Some things to consider:

  • Physical boundaries– honor each other and God’s gift of sex by honoring each other’s bodies. Never ever do anything without consent but also talk about the physical boundaries ahead of time. Be aware of your own temptations in this area and think beyond physical contact. Consider physical situations like being alone together in a bedroom, etc. And know that it is ok if these change. You may think you will be fine with something and then find out you aren’t comfortable with it later.
  • Emotional boundaries– honor each other’s hearts and each other’s future spouses (if it’s not you) by not leading each other on. Dating can be fun and it can help you learn about yourself and your own likes and dislikes and interests. Getting to know people shouldn’t be a fearful thing, but understand that hearts can be fragile. So honor each other emotionally. Don’t dive too deep too quickly but also remember people are not disposable. We are all created in the image of God and loved by Him. Consider certain topics being off-limits until a certain point in the relationship. Be mindful of how your actions may be perceived by the other person.
  • Spiritual boundaries– I feel like people don’t give enough attention to the importance of spiritual closeness in a relationship and how that also can be a pathway to sexual struggle. Seems rather odd, doesn’t it, that praying together might be tempting. The reason it is is because spiritual closeness is perhaps the closest you can get. So it’s possible to “short circuit” intimacy through what appears to be very God-honoring means. I can tell you that I never prayed out loud with a man I was dating until my husband. He prays with everybody he talks to, even the complete stranger sitting in the waiting room at the doctor’s office. But for me, letting someone into that part of my life is extremely intimate. So consider what spiritual boundaries might be needed.

Boundaries may look different in different seasons. A healthy boundary for a 27-year-old may be way too lax for a 14-year-old so it is important to understand your own limitations and your own temptations. Obviously, when you are younger, you also need to consider any sort of family expectations and honor those as well.

Boundaries when you’ve just met someone will look different than the boundaries when you are engaged. The boundaries when you are engaged will look different than the boundaries when you are married (because yes, there are still boundaries in marriage!). In other words, there is no one-size-fits-all approach to this. What works for one person may be absolutely unhelpful for another.

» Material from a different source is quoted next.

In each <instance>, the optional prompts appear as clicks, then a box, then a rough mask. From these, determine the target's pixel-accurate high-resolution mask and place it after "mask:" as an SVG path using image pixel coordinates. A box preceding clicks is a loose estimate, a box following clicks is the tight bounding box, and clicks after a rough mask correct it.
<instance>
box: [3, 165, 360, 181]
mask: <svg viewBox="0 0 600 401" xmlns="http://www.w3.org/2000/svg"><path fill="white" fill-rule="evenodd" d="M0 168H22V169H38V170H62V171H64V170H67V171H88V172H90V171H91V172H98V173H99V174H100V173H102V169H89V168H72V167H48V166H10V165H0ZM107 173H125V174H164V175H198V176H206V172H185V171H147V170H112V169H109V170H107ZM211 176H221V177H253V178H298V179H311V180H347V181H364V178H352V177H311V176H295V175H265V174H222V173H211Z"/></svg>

Boundaries should care for the “weaker” person. This is a Biblical concept. Just because something is ok for you doesn’t mean it’s ok for the other person. If it’s not ok for the other person, then you shouldn’t be doing it. Again, this is about honor. It’s not honoring to use your perceived rights to steamroll another person’s conscience.

When you consider boundaries ask yourself if the boundary is honoring. Is it triggering for you? Is it triggering for the other person? Is it tempting either of you?

My husband and I didn’t kiss until our wedding day. Not because I have some rule about it but because I know me and I know full well that kissing that man would have made me dive headlong into trouble. So we saved that for the day when we felt free to finally dive headlong into things- our wedding day. We shared our first kiss about an hour or two before our wedding. He waited because I asked him to, because I needed him to. When it came to sexual struggles in our relationship, unsurprisingly, I was the weaker one so a lot of the boundaries were mine and he honored them.

That is something we carry into our marriage- a mutual love and honor for each other.

This is why it is important to frame boundaries less about what we’re “allowed” to do sexually and more about how people can honor each other. If you walk into marriage thinking that once you say “I do” all of the boundaries are out the window, you are wrong. Boundaries, respect, honor, and cherishing each other is something that will serve you very well before and during marriage.